Which projects use service account keys to authenticate?

SELECT
  project as project,
  principalName as service_account,
  COUNT(keyID) as keys
FROM `PROJECT_ID.sa_key_usage.key_usage`
WHERE TIMESTAMP_TRUNC(requestTime, DAY) = TIMESTAMP("YYYY-MM-DD")
GROUP BY 1,2

When remediating workloads that currently use service account keys, you need to identify the workload owners responsible for those resources.

Which keys are inactive?

SELECT
  project as project,
  principalName as service_account,
  keyID as keyID,
  keyCreationTime
FROM `PROJECT_ID.sa_key_usage.key_usage`
WHERE TIMESTAMP_TRUNC(requestTime, DAY) = TIMESTAMP("2023-09-07")
#filter to keys that have not been used, or created before usage data is likely to be available
AND keyLastUse is NULL
AND keyCreationTime < TIMESTAMP_SUB(CURRENT_TIMESTAMP(), INTERVAL 2 DAY)

These keys are likely candidates to clean up without further remediation work to existing workloads.

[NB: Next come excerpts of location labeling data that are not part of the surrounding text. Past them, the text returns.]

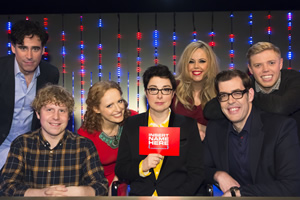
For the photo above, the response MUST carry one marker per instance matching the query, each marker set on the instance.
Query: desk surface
(147, 198)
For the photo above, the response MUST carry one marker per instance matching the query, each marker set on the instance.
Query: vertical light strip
(231, 39)
(63, 51)
(250, 41)
(100, 48)
(73, 92)
(194, 29)
(269, 31)
(119, 50)
(155, 42)
(138, 62)
(8, 36)
(46, 53)
(212, 33)
(174, 43)
(290, 53)
(82, 70)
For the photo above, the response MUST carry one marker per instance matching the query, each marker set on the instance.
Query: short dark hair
(161, 71)
(23, 28)
(230, 74)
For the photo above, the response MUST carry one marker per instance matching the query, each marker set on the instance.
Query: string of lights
(82, 70)
(119, 50)
(269, 30)
(212, 33)
(250, 40)
(174, 43)
(155, 42)
(100, 48)
(290, 53)
(194, 29)
(138, 62)
(63, 51)
(46, 53)
(8, 36)
(231, 39)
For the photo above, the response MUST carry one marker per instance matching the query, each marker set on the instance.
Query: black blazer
(274, 154)
(49, 73)
(180, 175)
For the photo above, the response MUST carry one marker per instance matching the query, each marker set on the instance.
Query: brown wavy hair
(184, 92)
(92, 120)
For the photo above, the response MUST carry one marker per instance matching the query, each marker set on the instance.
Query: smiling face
(236, 110)
(198, 65)
(159, 103)
(265, 67)
(54, 120)
(28, 54)
(111, 107)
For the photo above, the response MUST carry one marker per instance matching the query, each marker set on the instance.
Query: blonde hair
(185, 89)
(260, 47)
(55, 94)
(92, 120)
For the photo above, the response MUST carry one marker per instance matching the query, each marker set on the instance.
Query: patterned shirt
(32, 164)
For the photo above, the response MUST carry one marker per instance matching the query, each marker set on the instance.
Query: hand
(202, 130)
(225, 181)
(228, 193)
(151, 161)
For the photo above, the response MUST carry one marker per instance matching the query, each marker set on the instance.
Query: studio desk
(149, 198)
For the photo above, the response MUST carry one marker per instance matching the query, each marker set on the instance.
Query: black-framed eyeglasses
(164, 91)
(236, 95)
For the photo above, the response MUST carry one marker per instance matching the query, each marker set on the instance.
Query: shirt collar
(17, 70)
(275, 86)
(165, 123)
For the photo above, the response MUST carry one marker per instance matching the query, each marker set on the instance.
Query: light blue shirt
(23, 113)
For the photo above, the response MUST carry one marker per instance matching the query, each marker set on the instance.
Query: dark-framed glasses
(236, 95)
(164, 91)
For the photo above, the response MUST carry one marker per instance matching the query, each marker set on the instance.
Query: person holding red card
(106, 111)
(155, 174)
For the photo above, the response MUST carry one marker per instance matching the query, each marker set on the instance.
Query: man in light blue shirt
(21, 75)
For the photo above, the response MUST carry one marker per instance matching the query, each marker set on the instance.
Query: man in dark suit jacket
(21, 76)
(177, 175)
(250, 153)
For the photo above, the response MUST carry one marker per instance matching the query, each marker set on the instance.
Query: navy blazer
(48, 74)
(274, 154)
(179, 176)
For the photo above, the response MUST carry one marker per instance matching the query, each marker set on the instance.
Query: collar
(258, 88)
(45, 143)
(17, 69)
(165, 123)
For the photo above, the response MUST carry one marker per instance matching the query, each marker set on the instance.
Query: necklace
(112, 141)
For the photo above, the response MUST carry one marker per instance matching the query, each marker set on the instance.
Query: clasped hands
(151, 161)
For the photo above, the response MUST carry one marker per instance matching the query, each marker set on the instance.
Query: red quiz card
(162, 140)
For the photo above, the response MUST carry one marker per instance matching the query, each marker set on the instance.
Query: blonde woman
(196, 71)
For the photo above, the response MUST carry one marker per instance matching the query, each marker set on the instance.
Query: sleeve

Are keys associated with service accounts that have overly privileged IAM roles?

SELECT
  project as project,
  principalName as service_account,
  recommenderSubtype,
  recommenderDescription,
  recommenderPriority,
  recommenderRevokedIamPermissionsCount
FROM `PROJECT_ID.sa_key_usage.key_usage`
WHERE TIMESTAMP_TRUNC(requestTime, DAY) = TIMESTAMP("YYYY-MM-DD")
ORDER BY recommenderRevokedIamPermissionsCount desc

These recommendations might indicate that a service account key is particularly high risk. You might treat these workloads as high priority to migrate, and you should additionally review the IAM recommendation to apply the principle of least privilege to the service account.

Notes on data freshness

The data produced by this pipeline does not represent the real-time state of your environment. As you monitor progress removing keys, keep in mind the following limitations on data freshness:

• The pipeline itself runs once daily
• Source data from Cloud Asset Inventory (showing where keys exist) is near real-time
• Source data from The IAM Recommender API (showing service accounts with excessive permission) is not real-time. Role recommendations are not generated until it has a certain number of days of permission usage data. See observation period for more information.
• Source data from the Activity Analyzer API (showing when keys were last used to authenticate) is not real-time. These results are produced in batch and might lag a day or more from real usage. If you need to investigate usage for an individual key in real-time, use Cloud Logging.
• This pipeline does not backfill historical data. You can query data from previous dates using the partitioned table, for dates after you have created the pipeline.